Company name
Best Buy
Location
Richfield, MN, United States
Employment Type
Full-Time
Industry
It, Retail
Posted on
Sep 18, 2021
Profile
Best Buy
The Attack Surface Management (ASM) Senior Analyst independently manages team programs, projects, operations, and improvement initiatives in support of managing technical risk at scale across Best Buy. They work closely with IT and business groups to assist in the collection, analysis, and dissemination of vulnerability and configuration risk data. The Senior Analyst ensures that all business requests for service are dealt with promptly and professionally and that services are delivered according to the agreed schedule. They help manage stakeholder expectations and have responsibility for the business's satisfaction with how technical risk is managed.
The ASM Senior Analyst will train and mentor analysts on systems and standard operating procedures, manage multiple operational scopes of technical risk responsibility, and consistently work to formalize and improve the technical risk management processes.

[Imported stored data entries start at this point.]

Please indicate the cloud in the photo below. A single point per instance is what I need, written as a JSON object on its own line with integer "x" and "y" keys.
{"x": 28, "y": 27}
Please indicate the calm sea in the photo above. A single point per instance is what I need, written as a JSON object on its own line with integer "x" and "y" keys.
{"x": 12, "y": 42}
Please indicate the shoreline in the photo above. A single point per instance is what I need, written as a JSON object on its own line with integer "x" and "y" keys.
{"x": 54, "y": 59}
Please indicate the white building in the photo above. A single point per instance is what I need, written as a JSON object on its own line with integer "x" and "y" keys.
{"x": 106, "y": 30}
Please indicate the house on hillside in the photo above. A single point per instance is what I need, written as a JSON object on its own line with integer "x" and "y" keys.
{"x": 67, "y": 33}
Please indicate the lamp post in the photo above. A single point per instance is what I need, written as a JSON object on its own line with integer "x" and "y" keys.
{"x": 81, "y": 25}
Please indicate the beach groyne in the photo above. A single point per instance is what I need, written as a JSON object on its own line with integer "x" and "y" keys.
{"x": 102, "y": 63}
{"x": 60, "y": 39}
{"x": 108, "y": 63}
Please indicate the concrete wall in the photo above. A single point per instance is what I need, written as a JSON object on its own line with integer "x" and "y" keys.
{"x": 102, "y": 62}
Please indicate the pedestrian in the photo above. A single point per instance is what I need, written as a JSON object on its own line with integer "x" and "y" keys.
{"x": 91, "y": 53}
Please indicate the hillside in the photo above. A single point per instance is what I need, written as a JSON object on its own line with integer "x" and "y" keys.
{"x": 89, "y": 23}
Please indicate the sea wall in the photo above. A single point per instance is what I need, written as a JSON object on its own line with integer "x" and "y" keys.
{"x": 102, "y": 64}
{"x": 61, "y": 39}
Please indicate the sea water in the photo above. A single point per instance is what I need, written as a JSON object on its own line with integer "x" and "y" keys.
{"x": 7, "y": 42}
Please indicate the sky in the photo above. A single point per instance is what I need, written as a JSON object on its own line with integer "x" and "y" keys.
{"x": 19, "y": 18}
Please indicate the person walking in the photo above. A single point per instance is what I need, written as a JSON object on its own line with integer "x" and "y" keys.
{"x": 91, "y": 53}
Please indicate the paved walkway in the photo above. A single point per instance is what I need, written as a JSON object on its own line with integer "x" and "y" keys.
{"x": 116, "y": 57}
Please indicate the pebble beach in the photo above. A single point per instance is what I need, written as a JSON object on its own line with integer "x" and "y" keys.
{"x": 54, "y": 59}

They must have a solid technical security foundation and be agile, quick learners for both processes and technologies to help support ASM technical assessment tools. The Senior Analyst needs to have a strong understanding of vulnerability and configuration risk identification, the critical business processes of Best Buy, and the systems that support them.
Core Responsibilities:
Research / Analytics
Review data and triage appropriately; understand vulnerabilities and misconfigurations, and make connections to broader potential threats
Proactively review technical data, interpret results, and form data-driven opinions to make recommendations on risk
Prioritize risk efficiently and appropriately; challenge assumptions and methodologies
Work with internal teams to respond to vulnerabilities
Documentation
Assist in shaping, tailoring, and delivering final documentation to leaders/clients
Assist in drafting reporting templates
Organize reports based on existing data sets; update/maintain the contents of various existing reports or data sets
Assist with determining which process and workflows should be utilized
Collaboration/Communications
Create or revise process documents/SOPs utilized by internal teams
Work with, and provide, day-to-day work direction to contingent workers on tasks, SOPs, etc.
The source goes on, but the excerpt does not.